Aí, quase perdi as estribeiras e apesar do agente estar a cumprir a sua função, passei ao ataque tentando com isso tirar alguns dividendos e acrescentei de imediato:
    É fantástico! Percorro diariamente as estradas da região, desde que começou o tempo invernoso, já lá vão quase dois meses e nunca por aqui vi um polícia. Hoje, para mal dos meus pecados, assim que apareceu uma réstia de sol, já estou inquietado. Francamente! Será que vossas excelências não têm nada mais importante para fazer, ou estavam precisamente à minha espera para me chatear? Não vê que já venho farto de trabalhar! – ripostei quase em tom de desafio. Mas o agente continuava a escrever numa calma tão perturbante que parecia ignorar o que eu dizia, mas logo que me calei disse-me em tom vincadamente irónico:
    É isso mesmo! Como é que adivinhou?

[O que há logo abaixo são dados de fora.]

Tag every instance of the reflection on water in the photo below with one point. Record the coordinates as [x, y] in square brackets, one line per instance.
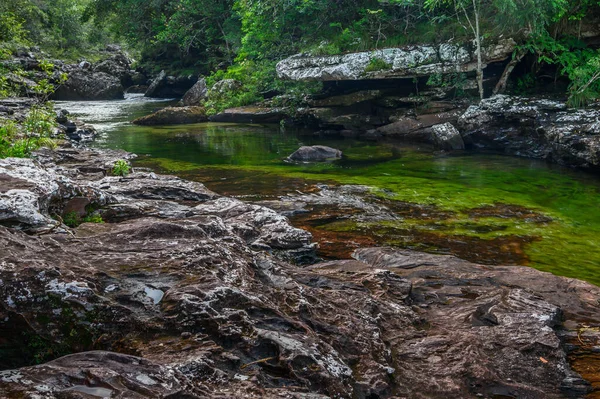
[497, 209]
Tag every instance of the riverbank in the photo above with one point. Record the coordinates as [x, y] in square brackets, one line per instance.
[192, 284]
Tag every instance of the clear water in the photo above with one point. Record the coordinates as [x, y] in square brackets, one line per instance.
[487, 208]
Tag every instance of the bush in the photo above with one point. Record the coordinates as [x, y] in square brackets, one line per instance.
[121, 168]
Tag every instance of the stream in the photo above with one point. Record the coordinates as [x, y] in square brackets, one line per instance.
[486, 208]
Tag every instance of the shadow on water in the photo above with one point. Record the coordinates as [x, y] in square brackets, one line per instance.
[482, 207]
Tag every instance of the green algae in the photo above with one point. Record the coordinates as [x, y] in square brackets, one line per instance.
[248, 161]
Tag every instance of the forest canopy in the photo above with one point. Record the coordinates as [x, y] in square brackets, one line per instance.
[243, 39]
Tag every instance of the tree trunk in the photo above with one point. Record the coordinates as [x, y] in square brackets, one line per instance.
[501, 85]
[479, 55]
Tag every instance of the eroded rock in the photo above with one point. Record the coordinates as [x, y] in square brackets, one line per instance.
[315, 153]
[405, 62]
[535, 128]
[174, 116]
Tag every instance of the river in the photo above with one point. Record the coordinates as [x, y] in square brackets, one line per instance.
[487, 208]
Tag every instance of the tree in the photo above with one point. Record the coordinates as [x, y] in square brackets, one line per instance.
[471, 11]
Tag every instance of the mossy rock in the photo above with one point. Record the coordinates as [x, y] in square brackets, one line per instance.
[174, 116]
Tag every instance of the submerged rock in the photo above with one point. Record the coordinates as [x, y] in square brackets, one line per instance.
[197, 94]
[405, 62]
[174, 116]
[535, 128]
[315, 153]
[252, 114]
[187, 290]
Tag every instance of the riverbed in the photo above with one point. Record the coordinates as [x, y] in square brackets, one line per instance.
[487, 208]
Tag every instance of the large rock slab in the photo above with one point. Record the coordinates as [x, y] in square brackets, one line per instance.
[535, 128]
[405, 62]
[197, 306]
[315, 153]
[166, 86]
[174, 116]
[252, 114]
[84, 84]
[197, 94]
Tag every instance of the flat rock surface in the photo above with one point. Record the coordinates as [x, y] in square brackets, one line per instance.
[196, 301]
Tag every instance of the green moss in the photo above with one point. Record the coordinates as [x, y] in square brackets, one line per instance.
[378, 64]
[244, 160]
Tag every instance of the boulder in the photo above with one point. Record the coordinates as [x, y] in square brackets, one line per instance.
[30, 194]
[418, 129]
[87, 85]
[535, 128]
[197, 94]
[252, 114]
[174, 116]
[118, 65]
[447, 137]
[404, 62]
[315, 153]
[191, 297]
[164, 86]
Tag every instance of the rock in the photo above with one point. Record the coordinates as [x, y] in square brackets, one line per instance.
[174, 116]
[417, 129]
[446, 137]
[223, 88]
[30, 194]
[137, 89]
[197, 306]
[315, 153]
[197, 94]
[118, 65]
[405, 62]
[98, 374]
[164, 86]
[535, 128]
[252, 114]
[86, 85]
[345, 100]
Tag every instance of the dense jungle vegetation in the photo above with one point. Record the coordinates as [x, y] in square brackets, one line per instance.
[243, 39]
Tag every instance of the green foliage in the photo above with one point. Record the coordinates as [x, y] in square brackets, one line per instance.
[121, 168]
[35, 132]
[378, 64]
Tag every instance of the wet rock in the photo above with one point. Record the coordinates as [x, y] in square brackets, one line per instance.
[345, 100]
[447, 137]
[315, 153]
[30, 194]
[164, 86]
[174, 116]
[418, 129]
[223, 88]
[117, 65]
[87, 85]
[252, 114]
[98, 374]
[188, 292]
[535, 128]
[405, 62]
[142, 185]
[197, 94]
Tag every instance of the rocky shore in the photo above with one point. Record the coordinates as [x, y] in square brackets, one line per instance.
[182, 293]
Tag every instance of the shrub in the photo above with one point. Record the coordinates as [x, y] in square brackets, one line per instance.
[121, 168]
[378, 64]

Mas aconselho-o a moderar os seus comentários!
    Não me diga que não me posso defender! – insisti.
   Tem todo o direito do mundo, desde que não ultrapasse o limite! – respondeu ele.
Eu via nos seus olhos que perante as minhas afirmações de desafio fazia um enorme esforço para não me responder de forma rude, como as minhas palavras indelicadas poderiam merecer. Ainda assim, limitou-se a uma pequena advertência para além de, naturalmente, de me punir. Mas, em abono da verdade, agora até acho que foi bem aplicada. Eu estava a pedi-las e apenas me limitei a dizer:
    Quer então dizer-me que já ganhei o dia, não é?
  Interprete como achar mais conveniente! Como sabe, estou a desempenhar o meu trabalho e não posso branquear as situações de infração só para agradar ao transgressor. Para isso, não valia a pena estar aqui. Bastaria colocar cá um placard, com a fotografia de um polícia, que dava o mesmo resultado e não precisavam de me pagar o ordenado! O que é que acha desta minha ideia?
    Que vocês arranjam sempre maneira de dar a volta ao texto como melhor vos convém! – respondi sem dar o braço a torcer.  
    Francamente, não me diga que não tenho razão? – insistiu o polícia com ar risonho de quem sabia ter ganho a causa. 
    Olhe, fique com a razão toda para si! Aquilo que eu sei é que, quem ganha a vida honestamente, por mais que tente, nunca consegue evitar os sarilhos.
   É o seu ponto de vista! – rematou ele, no momento em que me mandava assinar o auto.
No final, apesar de todo esse meu sentimento de indignação, fiz inversão de marcha e arranquei estrada fora, rindo de mim próprio pela forma corajosa como dei voz ao meu protesto. De qualquer modo, devo confessar que a caçada nesse dia me ficou muito cara.
Agora de uma coisa tenho a certeza, aquele confronto verbal a par da multa serviu-me de emenda para futuras situações. – rematou, João Pimenta, terminando a sua história, sem que os companheiros o tivessem interrompido.